Linux Basics for Hackers: Day 9

linux
Author

Danielle Brantley

Published

April 9, 2024

Chapter 9: Compressing and Archiving

Chapter 9 was about learning few of the most common ways for compressing files.

compression: makes data smaller, requiring less storage capacity and making the data easier to transmit. This chapter categorizes compression as either lossy or lossless.

  • Lossy compression is effective and efficient in reducing the size of files but the integrity of the file is lost. This type of compression works great for audio, videos and graphics files where a small difference in in the file is hardly noticeable. The compression ratio is high meaning that the resulting file is significantly smaller than the original. Lossy compression is not good for files or software where data integrity is crucial.

  • Lossless compression prioritizes preserving all the data in the original file. It works by finding redundancies within the data and representing them more efficiently. This can involve things like eliminating repeating sequences of data or using codes to represent common patterns. When you uncompress a losslessly compressed file, you get back the exact original data - perfect fidelity but with a modest reduction in file size. This is great for text documents, spreadsheets, or code where data integrity is crucial. Lossless compression is the focus of this chapter.

tar: A command that creates a single file from many files, which is then referred to as an archive, tar file, or tarball.

The following are options with the tar command:

  • c: creates a new archive.

  • v: stands for verbose and is optional. This option lists the files tar is dealing with.

  • f: write to the following file. Can also work for reading from files.

  • t: displays files from the archive without extracting them.

  • x: extracts files from the archive.

Linux has several commands for compressing files. In this chapter, I learned about three of those commands which are:

  • gzip, which uses the extension .tar.gz or .tgz and falls in between bzip2 and compress in terms of speed and file size. This is the most common used compression command in Linux. The command gunzip is used to decompress a gzip file.

  • bzip2, which uses the extension .tarbz2 and is the slowest but the resulting files are the smallest. The command bunzip2 is used to decompress a bzip2 file.
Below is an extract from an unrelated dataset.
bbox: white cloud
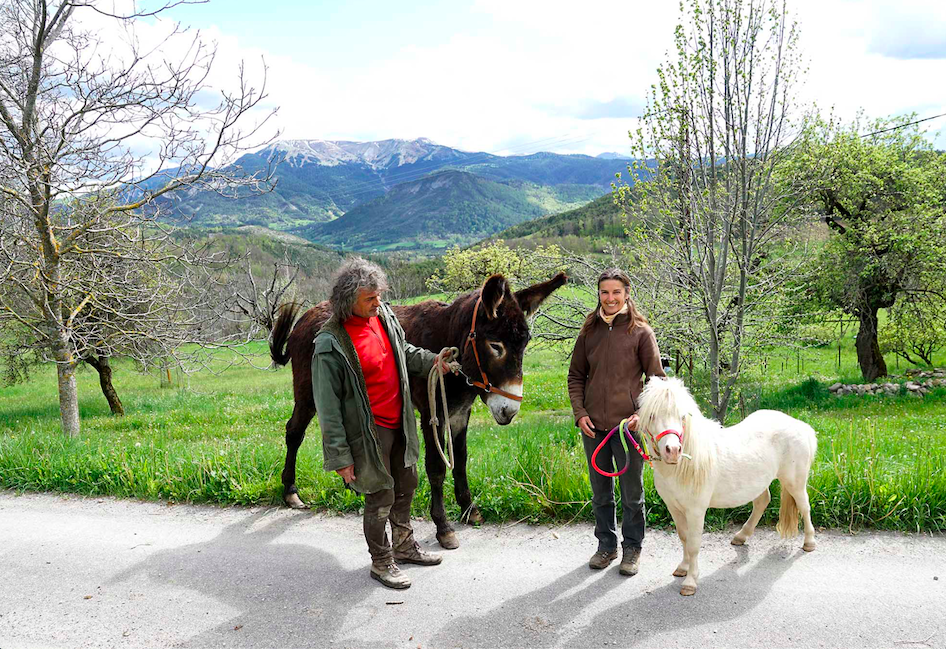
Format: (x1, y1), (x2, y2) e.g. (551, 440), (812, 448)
(866, 0), (946, 60)
(82, 0), (946, 156)
(796, 0), (946, 145)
  • compress, which uses the extension .tar.z and is the fastest but the resulting files are larger. The command uncompress is used to decompress a compress file but gunzip could also be used.

Exercises

  1. Create three scripts to combine, similar to what we did in Chapter 8. Name them Linux4Hackers1, Linux4Hackers2, and Linux4Hackers3.
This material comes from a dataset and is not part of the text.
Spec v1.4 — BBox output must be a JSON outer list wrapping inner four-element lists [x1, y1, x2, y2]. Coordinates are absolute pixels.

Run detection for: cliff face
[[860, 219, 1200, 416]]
  2. Create a tarball from these three files. Name the tarball L4H. Note how the size of the sum of the three files changes when they are tarred together.

    The three files tarred together are 10,240 bytes!

  3. Compress the L4H tarball with gzip. Note how the size of the file changes. Now uncompress the L4H file.

    The size of the file changed to 349 bytes when compressing with gzip.

  4. Repeat Exercise 3 using both bzip2 and compress.

    Here is the repeat exercise with bunzip2.

    Here is the repeat exercise with compress.

This is the last chapter that I will be reading from the Linux Basics for Hackers for now. I had fun these past nine days learning Linux. I may be done with the book for now, this is just the beginning of my journey. I will continue to practice what I’ve learned through these readings and grow my Linux skills.